На экране герои-десантники, они охраняют захваченный ими вильнюсский телецентр. Естественно, у них танки, бэтээры и другая военная техника. Но это они, оказывается, стали жертвой той страшной трагической ночи, ибо это их преследовали: толкали, плевали на них, даже в них стреляли, хотя убитых и раненых среди них нет.

Зато убийцы стали вдруг героями. Особенно это впечатляет, когда параллельно тут же по телевидению показывают (не из Москвы, разумеется!) похороны их жертв…

Невзоров спрашивает этих бравых ребят: что они тут делают? Оказывается, они охраняют телебашню, которую они захватили. — А зачем? — спрашивает Невзоров невинно.

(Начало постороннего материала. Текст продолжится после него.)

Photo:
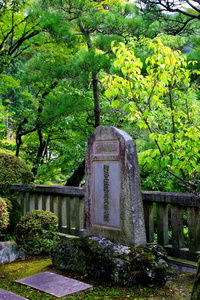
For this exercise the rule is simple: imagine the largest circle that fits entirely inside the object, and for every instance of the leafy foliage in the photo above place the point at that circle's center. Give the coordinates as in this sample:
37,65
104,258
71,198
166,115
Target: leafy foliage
4,217
36,232
163,102
13,170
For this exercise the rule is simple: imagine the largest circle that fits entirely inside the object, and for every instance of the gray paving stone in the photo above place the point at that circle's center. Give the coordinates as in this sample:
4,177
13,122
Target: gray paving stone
53,284
5,295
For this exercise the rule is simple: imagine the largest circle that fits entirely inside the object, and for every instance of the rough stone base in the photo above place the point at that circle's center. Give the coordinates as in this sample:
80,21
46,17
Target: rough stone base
120,264
9,251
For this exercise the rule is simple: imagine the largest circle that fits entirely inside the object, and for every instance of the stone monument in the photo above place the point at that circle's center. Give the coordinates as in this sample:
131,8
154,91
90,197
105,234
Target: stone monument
113,199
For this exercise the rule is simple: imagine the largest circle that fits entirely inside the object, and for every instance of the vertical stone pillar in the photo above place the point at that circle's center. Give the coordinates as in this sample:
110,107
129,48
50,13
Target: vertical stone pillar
113,200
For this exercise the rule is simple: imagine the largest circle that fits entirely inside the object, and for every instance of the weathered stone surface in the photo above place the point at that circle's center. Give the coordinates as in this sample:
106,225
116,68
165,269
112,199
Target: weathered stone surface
113,200
55,285
196,288
120,264
9,251
10,296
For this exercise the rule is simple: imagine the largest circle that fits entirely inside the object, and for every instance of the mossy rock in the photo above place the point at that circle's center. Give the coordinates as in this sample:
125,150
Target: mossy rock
120,264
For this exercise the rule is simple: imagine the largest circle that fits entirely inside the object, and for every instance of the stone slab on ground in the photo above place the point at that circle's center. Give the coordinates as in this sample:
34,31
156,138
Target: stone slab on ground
54,284
9,296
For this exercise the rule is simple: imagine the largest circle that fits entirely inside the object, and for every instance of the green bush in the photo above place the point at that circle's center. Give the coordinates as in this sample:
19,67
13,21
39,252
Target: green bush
36,232
14,210
13,170
4,216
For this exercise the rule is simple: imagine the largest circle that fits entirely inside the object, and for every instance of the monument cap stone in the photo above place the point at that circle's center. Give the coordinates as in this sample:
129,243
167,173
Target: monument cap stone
113,199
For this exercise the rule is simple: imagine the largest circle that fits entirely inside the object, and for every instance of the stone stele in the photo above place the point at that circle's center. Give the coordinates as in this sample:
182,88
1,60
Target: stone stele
113,199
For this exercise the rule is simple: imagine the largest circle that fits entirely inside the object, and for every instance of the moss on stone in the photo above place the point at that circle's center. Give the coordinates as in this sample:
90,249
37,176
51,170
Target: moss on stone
120,264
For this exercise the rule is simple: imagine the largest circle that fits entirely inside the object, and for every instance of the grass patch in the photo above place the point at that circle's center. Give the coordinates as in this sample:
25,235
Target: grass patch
178,286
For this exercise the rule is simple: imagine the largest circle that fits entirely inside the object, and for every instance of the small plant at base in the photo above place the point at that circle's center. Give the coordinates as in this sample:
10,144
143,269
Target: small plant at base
36,232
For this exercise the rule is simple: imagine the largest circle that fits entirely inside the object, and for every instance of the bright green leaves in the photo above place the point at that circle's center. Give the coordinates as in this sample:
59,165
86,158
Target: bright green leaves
161,100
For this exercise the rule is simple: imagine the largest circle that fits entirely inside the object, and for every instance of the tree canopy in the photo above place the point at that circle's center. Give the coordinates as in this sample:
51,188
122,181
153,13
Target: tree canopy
54,58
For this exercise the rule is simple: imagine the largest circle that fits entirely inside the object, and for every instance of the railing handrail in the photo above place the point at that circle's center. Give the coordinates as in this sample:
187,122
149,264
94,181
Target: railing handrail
50,189
182,199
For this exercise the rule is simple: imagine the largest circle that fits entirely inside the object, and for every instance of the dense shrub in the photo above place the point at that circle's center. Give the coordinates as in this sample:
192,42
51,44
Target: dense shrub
4,217
14,210
36,232
12,170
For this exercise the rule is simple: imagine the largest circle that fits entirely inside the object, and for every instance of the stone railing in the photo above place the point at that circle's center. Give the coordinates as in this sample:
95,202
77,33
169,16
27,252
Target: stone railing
168,209
173,212
66,202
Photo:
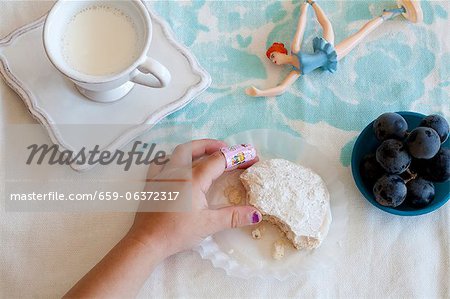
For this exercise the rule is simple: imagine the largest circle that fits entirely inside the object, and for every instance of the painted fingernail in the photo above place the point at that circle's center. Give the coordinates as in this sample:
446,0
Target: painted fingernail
256,217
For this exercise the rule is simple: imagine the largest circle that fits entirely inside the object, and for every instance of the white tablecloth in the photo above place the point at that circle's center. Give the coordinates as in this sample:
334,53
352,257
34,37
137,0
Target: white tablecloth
43,255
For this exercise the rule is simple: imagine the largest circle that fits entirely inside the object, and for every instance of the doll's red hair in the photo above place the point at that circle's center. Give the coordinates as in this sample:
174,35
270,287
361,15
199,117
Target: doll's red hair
276,47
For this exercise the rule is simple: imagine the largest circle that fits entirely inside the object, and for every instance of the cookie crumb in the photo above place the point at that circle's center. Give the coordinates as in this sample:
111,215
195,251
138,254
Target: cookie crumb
278,250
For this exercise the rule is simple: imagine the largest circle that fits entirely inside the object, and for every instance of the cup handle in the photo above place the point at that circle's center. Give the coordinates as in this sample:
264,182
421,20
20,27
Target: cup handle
151,73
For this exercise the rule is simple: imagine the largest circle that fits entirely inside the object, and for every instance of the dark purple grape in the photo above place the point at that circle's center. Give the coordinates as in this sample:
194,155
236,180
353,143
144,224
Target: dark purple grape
420,192
436,169
393,156
423,143
390,191
370,170
437,123
390,126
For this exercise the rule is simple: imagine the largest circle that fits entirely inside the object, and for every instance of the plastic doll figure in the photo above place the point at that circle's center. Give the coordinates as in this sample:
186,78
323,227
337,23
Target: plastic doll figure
325,55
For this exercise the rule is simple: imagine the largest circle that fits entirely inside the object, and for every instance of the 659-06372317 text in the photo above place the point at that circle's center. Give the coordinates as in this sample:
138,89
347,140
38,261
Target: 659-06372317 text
97,195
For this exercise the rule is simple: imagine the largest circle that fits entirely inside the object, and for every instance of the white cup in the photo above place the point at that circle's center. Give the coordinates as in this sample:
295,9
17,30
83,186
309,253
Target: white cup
112,87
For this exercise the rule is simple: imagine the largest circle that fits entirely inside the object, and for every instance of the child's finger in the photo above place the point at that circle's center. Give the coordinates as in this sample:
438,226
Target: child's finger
231,217
155,169
209,169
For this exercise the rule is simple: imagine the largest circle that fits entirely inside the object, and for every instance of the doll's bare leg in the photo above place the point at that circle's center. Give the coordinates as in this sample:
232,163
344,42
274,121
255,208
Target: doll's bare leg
327,28
344,47
298,37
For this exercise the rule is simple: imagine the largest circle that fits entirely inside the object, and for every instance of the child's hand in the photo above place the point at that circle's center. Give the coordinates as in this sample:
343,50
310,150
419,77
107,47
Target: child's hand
155,236
178,231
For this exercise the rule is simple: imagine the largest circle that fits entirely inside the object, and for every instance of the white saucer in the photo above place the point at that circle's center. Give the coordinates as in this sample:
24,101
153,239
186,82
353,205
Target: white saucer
54,101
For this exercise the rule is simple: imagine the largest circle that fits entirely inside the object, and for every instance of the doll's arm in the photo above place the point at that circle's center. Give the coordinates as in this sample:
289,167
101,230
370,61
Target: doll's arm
301,26
275,91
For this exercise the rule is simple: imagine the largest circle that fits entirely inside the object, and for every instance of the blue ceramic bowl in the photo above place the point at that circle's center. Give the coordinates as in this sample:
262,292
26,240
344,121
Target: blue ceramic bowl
367,143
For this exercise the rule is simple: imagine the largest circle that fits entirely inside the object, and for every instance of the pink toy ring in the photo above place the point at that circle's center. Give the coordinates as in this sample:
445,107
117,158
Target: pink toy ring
238,154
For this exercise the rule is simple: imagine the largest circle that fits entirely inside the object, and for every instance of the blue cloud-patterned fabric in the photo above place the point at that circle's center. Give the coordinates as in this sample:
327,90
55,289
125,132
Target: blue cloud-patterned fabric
400,66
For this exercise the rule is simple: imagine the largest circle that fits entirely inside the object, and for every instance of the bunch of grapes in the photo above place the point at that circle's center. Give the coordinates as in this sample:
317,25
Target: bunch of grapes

Он, и правда, не знает, зачем же они ее захватили. — А там, — простодушно отвечают милые парни-десантники, — эта аппаратура, по которой они… не то говорили… Ну, клевету там разную… на нас… на наш, на советский строй!

«Они» — литовские, судя по всему, журналисты.

«Аппаратура» — то, что принадлежало республике, имуществом зовется, за кражу которого карают во всем мире тюрьмой. Его и до сих пор не вернули.

Воспроизвожу по памяти, но за суть разговора ручаюсь. И если после таких призывов к прямой военной цензуре, осуществляемой при помощи бронемашин, как бы вдогонку из Москвы произнесется устами самого президента (Генерального секретаря, не точней ли?) о субъективно-сти нашей левой печати, которая его никак не устраивает, станет понятней, на кого работают Невзоров и его дружки десантники.

Порубщик у пня ловится.

Кстати, московский телецентр захватывать уже не пришлось, туда без парашюта спустили духовного омоновца Кравченко, который и начал новую политику вещания с доброго благословения президента (Генерального секретаря?).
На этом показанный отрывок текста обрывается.